Una pecora gigante, un esemplare considerato in via d'estinzione, eppure ucciso ugualmente durante una battuta di caccia notturna per mano di Donald Trump Junior, figlio maggiore del presidente americano grazie a un permesso speciale rilasciato in maniera retroattiva proprio dal padre.
Una pecora gigante, un esemplare considerato in via d’estinzione, eppure ucciso ugualmente durante una battuta di caccia notturna per mano di Donald Trump Junior, figlio maggiore del presidente americano grazie a un permesso speciale rilasciato in maniera retroattiva proprio dal padre. A rivelarlo è il sito investigativo ProPublica secondo cui, l’agosto scorso il giovane Trump era stato in Mongolia con un viaggio comprato nel 2015 ad una raccolta di fondi a favore della maggiore lobby delle armi americana, la National Rifle association.
Gli argali vivono negli altopiani rocciosi dell’Asia centrale in una remota regione della Mongolia. La specie è in via d’estinzione ed è caratterizzata da gigantesche corna ricurve. Eppure, ciò non ha impedito a Trump Junior di uccidere questo raro animale in un’avventura supportata da risorse del governo degli Stati Uniti e della Mongolia, che hanno inviato servizi di sicurezza per accompagnare il figlio maggiore e il nipote del presidente nel viaggio di più giorni.
Ma non solo, l’uccisione di argali è controllata da un sistema di autorizzazioni che si basa su una sottile connessione tra denaro e politica. I trofei mongoli sono molto ambiti e le corna di questi arieti vengono considerati come un tesoro nazionale.
Adesso non è chiaro se Trump junior abbia portato a casa il trofeo, per la cui importazione avrebbe avuto bisogno di un permesso delle autorità statunitensi (ma per lui niente di più facile), ciò che è certo secondo ProPublica è che abbia ucciso un argale, anche se nessuna foto è circolata in rete. Al contrario nel 2012, durante una battuta di caccia in Zimbabwe,Donald junior e il fratello Eric, avevano diffuso le immagini dei loro trofei.
Tra l’uccisione e il rilascio del permesso il mese dopo aver lasciato il paese, si dice che Trump abbia incontrato il presidente, Khaltmaagiin Battulga, suggerendo la possibilità di prestare particolare attenzione al figlio del presidente degli Stati Uniti.
“Trump Jr ha sparato sugli argali di notte, usando un fucile con mirino laser e ha ordinato alle guide locali di non smembrare le corna sul luogo, ma di portare la carcassa in modo da non danneggiare la pelliccia e le corna stesse”, dice Khuandyg Akhbas, 50 anni, una delle guide che sostiene anche che il ragazzo abbia ucciso un cervo, chiedendo lo stesso permesso speciale.
Per importare trofei di animali appartenenti all’elenco delle specie minacciate di estinzione, un cacciatore statunitense deve dimostrare che l’uccisione sarebbe vantaggiosa per la specie in generale. Cosa che in questo caso non sussiste, tra l’altro è insolito che i permessi vengano rilasciati dopo la permenza del cacciatore.
ProPubblica ha chiesto spiegazioni al portavoce di Trump Jr sulla battuta di caccia, ma la risposta è stata che il viaggio era strettamente personale.
“Ha acquistato il viaggio di caccia di sette giorni in Mongolia in un’asta di beneficenza della National Rifle Association prima che suo padre annunciasse la sua candidatura alla presidenza nel 2015, ha detto il portavoce, ed è volato fuori dal paese”.
La Casa Bianca, il Dipartimento di Stato, il Dipartimento della Difesa e l’Ambasciata degli Stati Uniti in Mongolia non hanno, dunque, risposto alle domande sul viaggio di Trump Jr.
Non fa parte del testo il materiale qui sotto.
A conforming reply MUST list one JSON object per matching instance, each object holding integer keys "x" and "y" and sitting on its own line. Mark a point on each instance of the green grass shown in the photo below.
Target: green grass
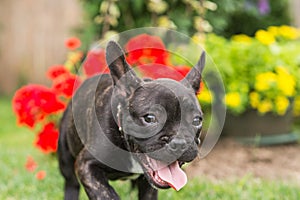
{"x": 16, "y": 143}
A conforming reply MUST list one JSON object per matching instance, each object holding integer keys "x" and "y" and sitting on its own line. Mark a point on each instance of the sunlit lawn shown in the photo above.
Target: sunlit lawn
{"x": 16, "y": 144}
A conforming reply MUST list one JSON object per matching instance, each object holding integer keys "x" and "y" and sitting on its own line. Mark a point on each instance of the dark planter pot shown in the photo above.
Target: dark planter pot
{"x": 252, "y": 128}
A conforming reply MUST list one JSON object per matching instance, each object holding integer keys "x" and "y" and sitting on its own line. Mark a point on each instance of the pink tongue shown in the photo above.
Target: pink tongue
{"x": 173, "y": 175}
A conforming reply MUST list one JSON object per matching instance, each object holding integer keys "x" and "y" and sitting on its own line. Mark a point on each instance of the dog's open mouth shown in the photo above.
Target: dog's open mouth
{"x": 162, "y": 175}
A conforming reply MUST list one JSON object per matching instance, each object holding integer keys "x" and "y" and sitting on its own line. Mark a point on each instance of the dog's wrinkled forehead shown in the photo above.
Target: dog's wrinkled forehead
{"x": 170, "y": 94}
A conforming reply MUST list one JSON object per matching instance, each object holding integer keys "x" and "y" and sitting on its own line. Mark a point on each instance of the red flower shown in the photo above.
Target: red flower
{"x": 32, "y": 103}
{"x": 72, "y": 43}
{"x": 146, "y": 49}
{"x": 95, "y": 63}
{"x": 40, "y": 175}
{"x": 66, "y": 84}
{"x": 47, "y": 138}
{"x": 55, "y": 71}
{"x": 30, "y": 164}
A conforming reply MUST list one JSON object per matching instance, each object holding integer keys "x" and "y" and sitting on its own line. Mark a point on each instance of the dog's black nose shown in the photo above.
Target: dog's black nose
{"x": 178, "y": 145}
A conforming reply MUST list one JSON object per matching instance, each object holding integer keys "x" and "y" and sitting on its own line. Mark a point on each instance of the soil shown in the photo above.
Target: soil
{"x": 230, "y": 160}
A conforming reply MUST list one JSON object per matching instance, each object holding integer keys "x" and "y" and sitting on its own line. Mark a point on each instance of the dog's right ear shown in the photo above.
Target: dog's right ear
{"x": 120, "y": 70}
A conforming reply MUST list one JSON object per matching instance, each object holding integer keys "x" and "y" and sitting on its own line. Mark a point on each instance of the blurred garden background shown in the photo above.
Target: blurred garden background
{"x": 255, "y": 45}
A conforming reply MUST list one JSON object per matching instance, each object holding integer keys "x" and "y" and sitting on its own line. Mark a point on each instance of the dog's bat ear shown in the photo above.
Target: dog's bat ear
{"x": 119, "y": 68}
{"x": 116, "y": 62}
{"x": 193, "y": 78}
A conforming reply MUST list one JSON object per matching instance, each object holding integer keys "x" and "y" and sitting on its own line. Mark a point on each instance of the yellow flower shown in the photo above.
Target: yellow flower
{"x": 265, "y": 37}
{"x": 289, "y": 32}
{"x": 281, "y": 104}
{"x": 205, "y": 97}
{"x": 233, "y": 100}
{"x": 265, "y": 106}
{"x": 242, "y": 38}
{"x": 297, "y": 106}
{"x": 264, "y": 81}
{"x": 254, "y": 99}
{"x": 286, "y": 82}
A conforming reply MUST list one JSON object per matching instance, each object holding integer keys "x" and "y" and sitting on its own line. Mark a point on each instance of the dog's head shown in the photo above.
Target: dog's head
{"x": 161, "y": 119}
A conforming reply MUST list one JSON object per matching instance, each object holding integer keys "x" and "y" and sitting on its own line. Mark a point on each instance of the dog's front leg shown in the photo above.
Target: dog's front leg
{"x": 93, "y": 178}
{"x": 146, "y": 191}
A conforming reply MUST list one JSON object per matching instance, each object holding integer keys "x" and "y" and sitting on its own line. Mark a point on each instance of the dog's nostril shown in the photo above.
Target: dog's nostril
{"x": 178, "y": 144}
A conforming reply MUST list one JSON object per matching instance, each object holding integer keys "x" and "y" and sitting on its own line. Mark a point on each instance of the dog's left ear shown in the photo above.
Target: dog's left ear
{"x": 120, "y": 71}
{"x": 193, "y": 78}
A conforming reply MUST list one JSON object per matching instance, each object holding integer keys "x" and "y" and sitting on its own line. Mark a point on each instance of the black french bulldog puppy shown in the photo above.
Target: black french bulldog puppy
{"x": 118, "y": 124}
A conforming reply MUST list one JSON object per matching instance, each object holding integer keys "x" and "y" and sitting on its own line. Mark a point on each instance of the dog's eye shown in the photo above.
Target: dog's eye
{"x": 197, "y": 121}
{"x": 150, "y": 119}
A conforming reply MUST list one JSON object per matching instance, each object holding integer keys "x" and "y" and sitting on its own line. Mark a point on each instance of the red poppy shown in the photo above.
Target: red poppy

Nel frattempo però una cosa è certa, mentre i permessi vengono concessi in maniera del tutto subdola, la popolazione di argali è scesa da 50mila nel 1985 a soli 18mila nel 2009.
I sostenitori affermano che la caccia ai trofei può aiutare a conservare le specie minacciate gestendo le dimensioni della popolazione. Dicono che le tasse sui permessi vadano a sostenere le comunità locali. Ma biologi della conservazione e gruppi per i diritti degli animali la pensano diversamente sostenendo che i programmi di caccia sono inefficaci e possono portare alla distruzione degli ecosistemi locali.